Words cannot express what we did today at Botany Bay beach, on Edisto Island.  I have always seen sea turtle nests on Hilton Head Island, marked by wooden posts and signs alerting the public to stay away.  I knew they emerged from their nests at night to follow the moonlight into the ocean, where they swam to an unknown future.

I learned today that only 1 in a thousand or possibly even ten thousand survive into maturity at the ripe old age of thirty years.  As the guide Meredith dug deeper into the relocated nest, I was hoping to see a little baby loggerhead sea turtle in person.  I was not to be disappointed.

Nestled within broken eggs, a dead baby, and multiple unhatched eggs was a tiny baby sea turtle.  We rescued him from the pile of sand heaped on top of him, first by his mother, then by his caretakers.  Meredith grabbed him gently and then let him go in the crushed oyster shells lining the beach.

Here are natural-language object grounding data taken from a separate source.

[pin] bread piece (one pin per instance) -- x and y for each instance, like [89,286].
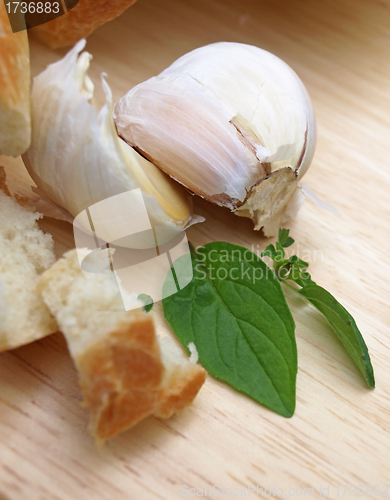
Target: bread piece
[15,121]
[126,373]
[25,252]
[79,22]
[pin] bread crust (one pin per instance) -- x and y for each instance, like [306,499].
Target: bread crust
[79,22]
[120,376]
[124,371]
[15,119]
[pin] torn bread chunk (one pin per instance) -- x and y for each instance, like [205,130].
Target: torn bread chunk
[79,22]
[15,117]
[25,252]
[126,373]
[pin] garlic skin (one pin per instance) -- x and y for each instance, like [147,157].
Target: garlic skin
[76,157]
[231,122]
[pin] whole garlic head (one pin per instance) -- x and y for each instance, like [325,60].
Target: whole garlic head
[76,157]
[231,122]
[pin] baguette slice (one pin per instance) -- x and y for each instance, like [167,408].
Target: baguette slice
[79,22]
[15,120]
[126,373]
[25,252]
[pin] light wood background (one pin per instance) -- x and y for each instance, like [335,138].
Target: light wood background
[339,434]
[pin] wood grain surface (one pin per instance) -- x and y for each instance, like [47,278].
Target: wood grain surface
[339,434]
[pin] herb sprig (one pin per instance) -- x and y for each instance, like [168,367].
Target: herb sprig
[295,270]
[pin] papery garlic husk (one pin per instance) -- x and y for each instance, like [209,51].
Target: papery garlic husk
[76,157]
[231,122]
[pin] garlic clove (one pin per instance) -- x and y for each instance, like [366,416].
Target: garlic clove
[76,156]
[222,120]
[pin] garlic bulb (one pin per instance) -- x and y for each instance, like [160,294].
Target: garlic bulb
[231,122]
[76,157]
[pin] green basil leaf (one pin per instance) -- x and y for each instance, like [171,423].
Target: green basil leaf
[344,325]
[235,312]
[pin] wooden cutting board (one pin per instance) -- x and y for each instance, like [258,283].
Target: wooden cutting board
[339,434]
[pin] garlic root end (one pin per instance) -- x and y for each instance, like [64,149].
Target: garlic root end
[268,201]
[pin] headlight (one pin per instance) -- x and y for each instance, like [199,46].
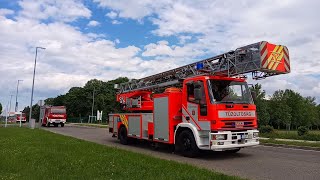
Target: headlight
[219,137]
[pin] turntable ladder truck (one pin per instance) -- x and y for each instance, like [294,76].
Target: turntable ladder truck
[205,105]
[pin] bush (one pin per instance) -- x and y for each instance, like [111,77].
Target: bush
[302,130]
[266,129]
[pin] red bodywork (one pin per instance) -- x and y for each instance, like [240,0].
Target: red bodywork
[49,114]
[23,117]
[178,100]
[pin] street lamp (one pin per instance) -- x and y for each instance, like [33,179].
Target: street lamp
[16,108]
[34,74]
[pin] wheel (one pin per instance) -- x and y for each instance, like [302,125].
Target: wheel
[123,135]
[186,144]
[233,150]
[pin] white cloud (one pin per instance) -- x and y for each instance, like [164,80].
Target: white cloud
[4,12]
[116,22]
[132,9]
[93,23]
[162,48]
[220,26]
[112,15]
[71,58]
[65,11]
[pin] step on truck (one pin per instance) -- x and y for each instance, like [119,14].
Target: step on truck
[206,105]
[53,115]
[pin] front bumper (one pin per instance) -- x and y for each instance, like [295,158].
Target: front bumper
[234,140]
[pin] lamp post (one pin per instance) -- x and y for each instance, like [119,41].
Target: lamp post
[16,108]
[34,74]
[10,104]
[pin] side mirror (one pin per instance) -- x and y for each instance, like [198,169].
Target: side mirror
[197,94]
[254,95]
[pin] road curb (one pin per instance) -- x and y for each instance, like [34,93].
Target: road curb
[291,146]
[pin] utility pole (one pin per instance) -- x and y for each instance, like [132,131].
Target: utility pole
[92,101]
[34,74]
[16,108]
[10,104]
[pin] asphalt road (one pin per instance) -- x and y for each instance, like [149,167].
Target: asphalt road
[261,162]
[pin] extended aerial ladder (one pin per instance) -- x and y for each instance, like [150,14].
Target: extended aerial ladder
[261,59]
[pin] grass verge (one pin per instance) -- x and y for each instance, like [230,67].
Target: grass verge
[311,136]
[38,154]
[91,125]
[304,144]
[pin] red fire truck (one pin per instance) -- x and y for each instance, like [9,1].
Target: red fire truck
[21,116]
[53,115]
[206,105]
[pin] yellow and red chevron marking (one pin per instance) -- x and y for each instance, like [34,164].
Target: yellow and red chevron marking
[274,57]
[124,120]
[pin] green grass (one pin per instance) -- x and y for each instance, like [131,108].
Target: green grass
[311,136]
[38,154]
[272,141]
[92,125]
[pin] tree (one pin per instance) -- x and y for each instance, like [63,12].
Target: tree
[35,112]
[78,100]
[295,101]
[261,104]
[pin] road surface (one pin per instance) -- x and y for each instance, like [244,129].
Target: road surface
[261,162]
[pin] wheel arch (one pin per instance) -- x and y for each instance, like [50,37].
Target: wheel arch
[187,126]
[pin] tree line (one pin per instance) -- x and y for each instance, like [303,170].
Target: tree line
[79,100]
[284,109]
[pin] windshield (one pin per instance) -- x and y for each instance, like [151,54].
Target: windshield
[58,111]
[222,91]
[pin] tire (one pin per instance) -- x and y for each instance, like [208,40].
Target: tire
[186,144]
[233,151]
[123,136]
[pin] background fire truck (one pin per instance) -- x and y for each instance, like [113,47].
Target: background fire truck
[53,115]
[21,116]
[206,105]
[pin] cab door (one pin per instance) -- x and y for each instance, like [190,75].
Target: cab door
[196,109]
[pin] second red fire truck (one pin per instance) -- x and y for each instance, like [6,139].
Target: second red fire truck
[206,105]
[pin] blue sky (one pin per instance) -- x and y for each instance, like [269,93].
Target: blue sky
[105,39]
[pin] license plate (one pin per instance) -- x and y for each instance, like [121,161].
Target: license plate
[239,124]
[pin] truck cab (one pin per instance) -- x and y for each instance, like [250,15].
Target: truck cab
[53,115]
[222,111]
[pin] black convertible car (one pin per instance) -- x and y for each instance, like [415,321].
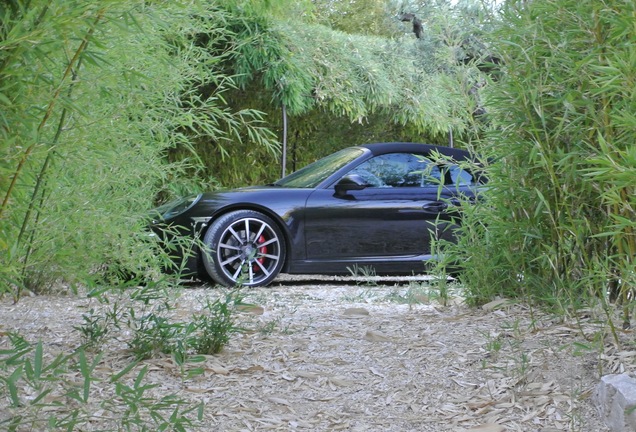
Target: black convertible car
[376,205]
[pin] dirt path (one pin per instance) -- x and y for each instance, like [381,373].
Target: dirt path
[324,355]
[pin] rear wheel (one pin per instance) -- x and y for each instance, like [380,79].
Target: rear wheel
[244,247]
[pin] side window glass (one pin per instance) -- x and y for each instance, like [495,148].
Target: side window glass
[460,177]
[399,170]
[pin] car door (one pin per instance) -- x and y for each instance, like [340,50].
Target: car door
[393,216]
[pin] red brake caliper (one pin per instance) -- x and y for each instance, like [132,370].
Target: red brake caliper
[261,250]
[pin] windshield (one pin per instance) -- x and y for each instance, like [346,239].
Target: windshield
[313,174]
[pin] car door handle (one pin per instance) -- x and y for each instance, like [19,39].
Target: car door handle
[435,207]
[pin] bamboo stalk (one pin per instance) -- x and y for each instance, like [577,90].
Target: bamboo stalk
[49,110]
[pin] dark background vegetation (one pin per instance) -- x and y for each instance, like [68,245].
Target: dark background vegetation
[110,108]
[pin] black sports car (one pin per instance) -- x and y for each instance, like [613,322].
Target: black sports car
[376,205]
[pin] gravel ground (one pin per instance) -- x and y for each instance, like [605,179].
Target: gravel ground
[323,354]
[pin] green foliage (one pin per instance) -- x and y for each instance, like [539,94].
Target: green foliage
[210,331]
[206,333]
[556,222]
[41,396]
[93,96]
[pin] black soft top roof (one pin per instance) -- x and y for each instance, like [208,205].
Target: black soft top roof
[404,147]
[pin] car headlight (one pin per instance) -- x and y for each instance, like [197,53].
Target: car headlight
[176,207]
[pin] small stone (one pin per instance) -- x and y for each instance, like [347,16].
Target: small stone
[615,398]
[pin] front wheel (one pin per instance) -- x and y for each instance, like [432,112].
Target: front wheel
[243,247]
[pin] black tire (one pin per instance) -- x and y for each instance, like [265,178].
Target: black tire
[244,247]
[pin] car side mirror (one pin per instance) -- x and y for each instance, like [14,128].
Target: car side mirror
[350,182]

As he flipped and flopped (like a drunken sailor) over the shells, we surrounded him like the rabid paparazzi who follow celebrities.  Finally, he made it to the surf, flapped away, and embarked on his new adventure in the Atlantic Ocean.

We named him Steamer because of his “little engine that could” attitude.

I say a little prayer that he lives long enough to have children of his own.  I know that he had an impact on my life today.  And on the lives of the many children who I will touch with the lessons learned on this trip.